The maximum speed of an object at a specific point can be determined through conservation of energy, equating kinetic and potential energies at various points. Specific calculations require the potential energy versus position graph which is not provided. The principle involves conservation of energy where no energy is lost to external factors.

Step-by-step explanation:

To determine the maximum speed of the object at a particular point with specified conditions, we need to use the principle of conservation of energy. The total mechanical energy (kinetic plus potential) at one point in time will equal the total mechanical energy at any other point, provided no external work is done on the system.

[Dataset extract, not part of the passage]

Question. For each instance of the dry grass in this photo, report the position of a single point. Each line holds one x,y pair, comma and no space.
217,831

While a specific graph of potential energy versus position is mentioned in the student's question, without the actual graph or data from the graph, we cannot calculate numerical values. Therefore, we address the concepts involved.

  • To find the maximum speed of the object at x = 6a that won't allow it to exceed the region 4a < x < 8a, we must calculate the potential energy at the limits of this region and equate it to the sum of the potential energy and kinetic energy at x = 6a.
  • For the region 3a < x < 9a, we do a similar calculation considering the potential energy at these new limits.
  • If the object at x = 6a is moving in the negative x direction with a speed 17.2% greater than the one obtained in part b, its new kinetic energy can be calculated. When the object reaches x = 0, all of this kinetic energy will be converted into potential energy, assuming no energy is lost.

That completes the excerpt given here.